Saûl avait trouvé dans tout cela un monde différent. Sa permanence à Antioche était interprétée comme une aide de Dieu. La confiance réciproque, les amis dévoués, la bonne compréhension, étaient les aliments sacrés de l'âme. Il cherchait à profiter de cette occasion pour enrichir son for intérieur.
La ville était pleine de paysages moraux bien moins dignes, mais l'humble groupe des disciples anonymes augmentait toujours ses valeurs spirituelles légitimes.
L'église était devenue prestigieuse pour ses œuvres de charité et pour les phénomènes qui en firent l'organe central.
Des voyageurs illustres la visitaient avec intérêt. Les plus généreux voulaient à tout prix soutenir les œuvres de bienveillance sociale. C'est ainsi qu'un beau jour est apparu un très jeune médecin, du nom de Luc. De passage en ville, il s'est approché de l'église animée, motivé par un désir sincère d'apprendre quelque chose de nouveau. Son attention s'est fixée, de manière spéciale, sur cet homme à l'apparence presque rude qui préparait les opinions avant que Barnabe n'entreprenne l'ouverture des travaux. Les attitudes de Saûl, qui démontraient son généreux souci d'enseigner et d'apprendre simultanément, l'impressionnèrent à tel point qu'il se présenta à l'ex-rabbin, désireux de l'entendre plus souvent.
Bien sûr - a dit l'apôtre satisfait -, ma tente est à votre disposition.
Et tant qu'il resta en ville, tous deux s'engageaient quotidiennement dans des débats salutaires concernant les enseignements de Jésus. Reprenant, peu à peu, son pouvoir d'argumentation, Saûl de Tarse ne tarda pas à inculquer dans l'esprit de Luc les plus saines convictions. Depuis leur première entrevue, l'hôte d'Antioche n'a plus perdu une seule de ces assemblées simples et constructives. La veille de son départ, il fit une remarque qui allait modifier pour toujours la dénomination des disciples de l'Évangile.
Barnabe avait fini les commentaires de la soirée, quand le médecin prit la parole pour faire ses adieux.
C'est avec émotion qu'il a parlé et, finalement, il considéra avec justesse :
Frères, en vous quittant, j'emporte avec moi le projet de travailler pour le Maître, employant à cela tout le potentiel de mes faibles forces. Je n'ai aucun doute quant à l'extension de ce mouvement spirituel. Pour moi, il transformera le monde. Néanmoins, je remarque le besoin de donner une plus grande expression d'unité à ses manifestations. Je fais référence aux titres qui identifient notre communauté. Je ne vois pas dans le mot « chemin » une désignation parfaite qui traduise notre effort. Les disciples du Christ se font nommer de « voyageurs », « pèlerins », « promeneurs ». Mais il y a des voyageurs et des routes en tous genres. Le mal tient aussi à leurs chemins. Ne serait-il pas plus juste de nous appeler -chrétiens - entre nous ? Ce titre nous rappellera la présence du Maître, nous donnera de l'énergie en son nom et caractérisera de manière parfaite nos activités en accord avec ses enseignements.
La suggestion de Luc fut approuvée à la joie générale.
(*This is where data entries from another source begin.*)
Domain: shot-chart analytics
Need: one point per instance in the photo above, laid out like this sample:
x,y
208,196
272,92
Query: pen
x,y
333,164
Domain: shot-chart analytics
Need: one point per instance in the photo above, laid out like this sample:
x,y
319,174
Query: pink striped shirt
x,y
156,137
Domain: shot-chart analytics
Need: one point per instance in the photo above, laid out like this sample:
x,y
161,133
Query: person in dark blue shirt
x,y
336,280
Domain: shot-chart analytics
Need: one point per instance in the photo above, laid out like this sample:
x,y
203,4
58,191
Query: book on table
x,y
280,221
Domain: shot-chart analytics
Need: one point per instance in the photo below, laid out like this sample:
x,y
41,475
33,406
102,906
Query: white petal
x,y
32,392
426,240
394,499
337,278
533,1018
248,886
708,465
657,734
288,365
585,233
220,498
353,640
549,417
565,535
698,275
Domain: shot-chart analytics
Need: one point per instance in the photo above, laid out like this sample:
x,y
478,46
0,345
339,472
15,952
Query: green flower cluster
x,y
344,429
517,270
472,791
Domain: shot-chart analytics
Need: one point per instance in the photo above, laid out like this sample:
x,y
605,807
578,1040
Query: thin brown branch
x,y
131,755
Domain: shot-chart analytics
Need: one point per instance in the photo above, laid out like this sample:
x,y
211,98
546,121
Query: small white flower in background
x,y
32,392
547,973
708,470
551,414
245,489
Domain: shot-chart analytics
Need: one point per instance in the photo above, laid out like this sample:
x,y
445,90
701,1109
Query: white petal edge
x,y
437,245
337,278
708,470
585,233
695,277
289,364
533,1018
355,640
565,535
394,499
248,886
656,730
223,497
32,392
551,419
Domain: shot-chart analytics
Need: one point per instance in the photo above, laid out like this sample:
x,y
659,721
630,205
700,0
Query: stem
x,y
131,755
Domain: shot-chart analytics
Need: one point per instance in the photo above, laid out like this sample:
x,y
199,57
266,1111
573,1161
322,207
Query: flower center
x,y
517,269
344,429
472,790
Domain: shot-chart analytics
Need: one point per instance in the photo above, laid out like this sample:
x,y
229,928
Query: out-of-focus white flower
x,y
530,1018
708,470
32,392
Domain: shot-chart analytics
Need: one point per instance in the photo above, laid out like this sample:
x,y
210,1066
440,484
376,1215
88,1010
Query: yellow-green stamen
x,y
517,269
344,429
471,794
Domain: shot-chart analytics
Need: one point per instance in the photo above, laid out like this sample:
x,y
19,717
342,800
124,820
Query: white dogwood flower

Barnabe lui-même l'embrassa tendrement remerciant sa Judicieuse remarque qui venait satisfaire certaines aspirations de la communauté entière. Saûl vint conforter ces excellentes impressions concernant cette vocation supérieure qui commençait à s'extérioriser.
Le lendemain, le nouveau converti salua l'ex-rabbin avec des larmes de reconnaissance aux yeux. Il partait pour la Grèce, mais il voulait se le rappeler dans tous les détails de sa nouvelle tâche. De la porte de sa vieille tente, l'ex-docteur de la Loi regardait la figure de Luc qui disparaissait au loin et retourna à son métier à tisser, les larmes aux yeux. Profondément ému, il reconnaissait qu'en pratiquant l'Évangile, il avait appris à être un ami fidèle et dévoué. Il comparait ses sentiments d'à présent avec ses idées du passé et remarquait de profondes différences. Autrefois, ses relations se limitaient à des rapports sociaux, ses amitiés venaient et partaient sans laisser de traces marquantes dans son vibrant esprit ; maintenant que son cœur s'était rénové en Jésus-Christ, il était devenu plus sensible au contact avec le divin, les sentiments sincères se gravaient en lui pour toujours.
La suggestion de Luc se répandit rapidement dans tous les groupes évangéliques, Jérusalem inclus, qui l'a reçue avec une attention toute spéciale. Rapidement, de toute part, le mot « christianisme » remplaça le mot « chemin ».